Nasıl olduysa olmuştu; bir şekilde dışarıya sızmıştı demek ki… İyi de bunca yıldan sonra buzunun erimesine ne sebep olmuştu peki? Bir anonsla kendime geldim.. "Sayın Elif Üzülmez! Lütfen danışmaya!" Sanki ayağımın altına çivi koymuşlar gibi fırladım olduğum yerden.. Ter içindeydim.. Koşar adımlarla danışmaya doğru yürüdüm. Misafirler gelmişti. Elimdeki tabelayı yere indirince fark etmemişlerdi beni tabii… Danışmadan adımı anons ettirmişlerdi. Çok mahcup olmuştum. Özür diledim. Gelenlerin ellerini tek tek sıkıp, isimlerini öğrenmeye başladım. Sıra sakallı olana gelmişti. Elini sıktım. “Ben Elif!” dedim. Gülümsedi. Tuhaf! Gülümsediğini gördüğümde maziden kalan derin bir elem hissinin yüreğime transfer edildiğini hissettim. Ayaklarımın dibinde kör kuyum belirdi gene.. Ürperdim. Hemen toparladım kendimi hemen.. Onu hatırlamak asla istemedim.
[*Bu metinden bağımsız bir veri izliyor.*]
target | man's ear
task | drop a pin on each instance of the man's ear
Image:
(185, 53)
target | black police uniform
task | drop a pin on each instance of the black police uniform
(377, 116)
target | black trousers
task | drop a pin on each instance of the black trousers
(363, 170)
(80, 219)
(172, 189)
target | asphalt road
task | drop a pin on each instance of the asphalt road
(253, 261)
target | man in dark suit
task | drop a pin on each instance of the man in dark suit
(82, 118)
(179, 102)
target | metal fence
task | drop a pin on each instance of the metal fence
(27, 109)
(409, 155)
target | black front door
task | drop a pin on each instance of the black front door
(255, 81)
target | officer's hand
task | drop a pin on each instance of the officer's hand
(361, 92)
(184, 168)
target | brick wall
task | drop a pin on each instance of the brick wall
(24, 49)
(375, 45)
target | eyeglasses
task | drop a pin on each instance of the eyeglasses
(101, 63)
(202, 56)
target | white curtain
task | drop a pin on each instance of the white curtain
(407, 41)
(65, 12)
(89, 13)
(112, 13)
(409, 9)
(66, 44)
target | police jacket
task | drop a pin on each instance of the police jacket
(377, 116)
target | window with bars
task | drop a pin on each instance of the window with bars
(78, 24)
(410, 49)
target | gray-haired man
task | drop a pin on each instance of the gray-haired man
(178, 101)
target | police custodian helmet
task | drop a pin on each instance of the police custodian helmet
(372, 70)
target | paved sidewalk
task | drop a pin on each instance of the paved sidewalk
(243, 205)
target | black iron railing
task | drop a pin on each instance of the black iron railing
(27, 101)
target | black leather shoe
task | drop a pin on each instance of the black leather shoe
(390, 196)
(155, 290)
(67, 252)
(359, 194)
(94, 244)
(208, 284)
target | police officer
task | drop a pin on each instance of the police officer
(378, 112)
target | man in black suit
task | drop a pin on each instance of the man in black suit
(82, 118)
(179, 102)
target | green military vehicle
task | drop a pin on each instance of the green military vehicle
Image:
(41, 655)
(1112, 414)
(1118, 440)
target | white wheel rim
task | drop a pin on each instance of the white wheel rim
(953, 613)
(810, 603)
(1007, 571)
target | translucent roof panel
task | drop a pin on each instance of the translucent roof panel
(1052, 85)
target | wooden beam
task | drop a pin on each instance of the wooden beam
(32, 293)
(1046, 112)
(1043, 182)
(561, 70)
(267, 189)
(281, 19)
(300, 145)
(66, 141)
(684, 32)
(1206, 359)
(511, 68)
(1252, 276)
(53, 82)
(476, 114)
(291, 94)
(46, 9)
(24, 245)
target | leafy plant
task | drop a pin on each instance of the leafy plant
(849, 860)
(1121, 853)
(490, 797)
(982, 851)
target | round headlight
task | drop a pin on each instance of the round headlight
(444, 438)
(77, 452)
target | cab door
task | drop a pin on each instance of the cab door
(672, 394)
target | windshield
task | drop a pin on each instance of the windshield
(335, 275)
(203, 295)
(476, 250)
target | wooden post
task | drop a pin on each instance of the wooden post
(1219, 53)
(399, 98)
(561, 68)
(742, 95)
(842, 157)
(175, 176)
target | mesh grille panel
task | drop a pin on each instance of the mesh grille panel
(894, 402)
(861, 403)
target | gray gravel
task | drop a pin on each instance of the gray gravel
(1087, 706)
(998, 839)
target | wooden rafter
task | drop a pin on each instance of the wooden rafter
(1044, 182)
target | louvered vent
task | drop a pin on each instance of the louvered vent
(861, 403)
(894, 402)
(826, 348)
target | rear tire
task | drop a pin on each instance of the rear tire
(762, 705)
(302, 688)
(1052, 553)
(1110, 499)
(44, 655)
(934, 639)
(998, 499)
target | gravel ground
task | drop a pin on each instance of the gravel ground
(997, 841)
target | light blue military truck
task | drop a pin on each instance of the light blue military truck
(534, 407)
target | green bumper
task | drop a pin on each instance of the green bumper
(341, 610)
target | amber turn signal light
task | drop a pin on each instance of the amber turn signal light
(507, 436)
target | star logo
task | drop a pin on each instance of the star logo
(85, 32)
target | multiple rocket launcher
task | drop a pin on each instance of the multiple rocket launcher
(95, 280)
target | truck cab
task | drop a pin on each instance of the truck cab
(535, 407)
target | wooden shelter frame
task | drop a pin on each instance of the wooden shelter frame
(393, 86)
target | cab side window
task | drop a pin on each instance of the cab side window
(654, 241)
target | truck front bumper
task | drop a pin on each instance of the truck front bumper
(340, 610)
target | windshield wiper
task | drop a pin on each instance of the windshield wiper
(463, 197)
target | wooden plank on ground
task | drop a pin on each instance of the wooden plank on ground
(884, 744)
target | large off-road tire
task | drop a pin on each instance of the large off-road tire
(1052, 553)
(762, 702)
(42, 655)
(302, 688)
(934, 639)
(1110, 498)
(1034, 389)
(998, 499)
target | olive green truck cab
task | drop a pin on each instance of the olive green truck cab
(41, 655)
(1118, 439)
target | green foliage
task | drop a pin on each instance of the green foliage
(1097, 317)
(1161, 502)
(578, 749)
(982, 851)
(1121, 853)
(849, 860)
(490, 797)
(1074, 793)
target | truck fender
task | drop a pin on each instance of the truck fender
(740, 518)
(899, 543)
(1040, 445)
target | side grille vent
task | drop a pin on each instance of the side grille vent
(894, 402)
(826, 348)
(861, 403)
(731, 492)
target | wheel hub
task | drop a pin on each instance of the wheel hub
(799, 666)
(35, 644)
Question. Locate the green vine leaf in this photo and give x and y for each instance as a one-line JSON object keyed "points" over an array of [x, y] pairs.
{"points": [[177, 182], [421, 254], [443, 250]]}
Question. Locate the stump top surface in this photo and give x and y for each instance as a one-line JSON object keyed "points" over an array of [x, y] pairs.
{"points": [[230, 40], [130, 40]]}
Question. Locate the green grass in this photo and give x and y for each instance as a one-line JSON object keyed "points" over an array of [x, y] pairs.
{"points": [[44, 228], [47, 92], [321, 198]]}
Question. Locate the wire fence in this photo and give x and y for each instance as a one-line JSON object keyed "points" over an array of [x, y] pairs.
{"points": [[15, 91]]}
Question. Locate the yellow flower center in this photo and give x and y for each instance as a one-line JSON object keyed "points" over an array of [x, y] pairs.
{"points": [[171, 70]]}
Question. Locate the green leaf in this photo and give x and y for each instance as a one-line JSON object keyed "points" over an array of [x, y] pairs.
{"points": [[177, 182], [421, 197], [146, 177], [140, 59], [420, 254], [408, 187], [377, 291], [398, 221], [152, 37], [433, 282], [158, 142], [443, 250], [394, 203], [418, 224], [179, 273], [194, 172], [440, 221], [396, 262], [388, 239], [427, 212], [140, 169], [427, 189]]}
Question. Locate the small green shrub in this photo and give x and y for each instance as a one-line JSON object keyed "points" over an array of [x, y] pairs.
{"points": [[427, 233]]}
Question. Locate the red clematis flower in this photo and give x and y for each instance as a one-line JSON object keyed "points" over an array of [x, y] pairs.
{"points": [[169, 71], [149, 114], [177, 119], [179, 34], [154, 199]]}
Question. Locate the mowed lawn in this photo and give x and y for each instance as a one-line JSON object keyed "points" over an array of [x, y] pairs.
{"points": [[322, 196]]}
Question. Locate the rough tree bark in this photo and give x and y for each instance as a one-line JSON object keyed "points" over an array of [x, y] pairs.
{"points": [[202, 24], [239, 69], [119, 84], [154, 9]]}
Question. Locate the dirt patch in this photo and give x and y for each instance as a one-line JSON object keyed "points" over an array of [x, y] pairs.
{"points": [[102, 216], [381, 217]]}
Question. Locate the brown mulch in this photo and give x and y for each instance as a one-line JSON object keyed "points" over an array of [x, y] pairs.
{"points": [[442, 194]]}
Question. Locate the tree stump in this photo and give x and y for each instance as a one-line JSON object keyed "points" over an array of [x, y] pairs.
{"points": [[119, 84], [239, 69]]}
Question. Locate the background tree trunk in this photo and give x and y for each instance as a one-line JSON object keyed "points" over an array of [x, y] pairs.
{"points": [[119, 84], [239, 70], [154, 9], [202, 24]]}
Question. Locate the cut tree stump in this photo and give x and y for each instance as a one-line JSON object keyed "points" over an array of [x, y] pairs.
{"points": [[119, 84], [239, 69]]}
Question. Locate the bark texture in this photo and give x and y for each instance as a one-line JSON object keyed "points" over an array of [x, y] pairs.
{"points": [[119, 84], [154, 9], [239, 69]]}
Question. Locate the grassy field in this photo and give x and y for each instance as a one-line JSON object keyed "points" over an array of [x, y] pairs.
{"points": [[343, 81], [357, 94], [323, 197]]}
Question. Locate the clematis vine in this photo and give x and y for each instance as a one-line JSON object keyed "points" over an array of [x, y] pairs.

Derhal hafızamın derin dondurucusunu onarmayı becermeliydim… Kaşlarımın arasından tehditkar bir edayla ona baktım. Gülümsemesi yüzünde öylece dondu. Bende varyasyon çoktu... Hiç merak etmeyin. Uzmanlaştım artık. Hemen kafamda onu bu kez sımsıkı streçledim. Belleğimden taşmış bir rüyaymış gibi hafızamdaki dondurucunun en kuytu ve en karanlık köşesindeki müebbet suçluları koğuşuna gizlice kilitledim.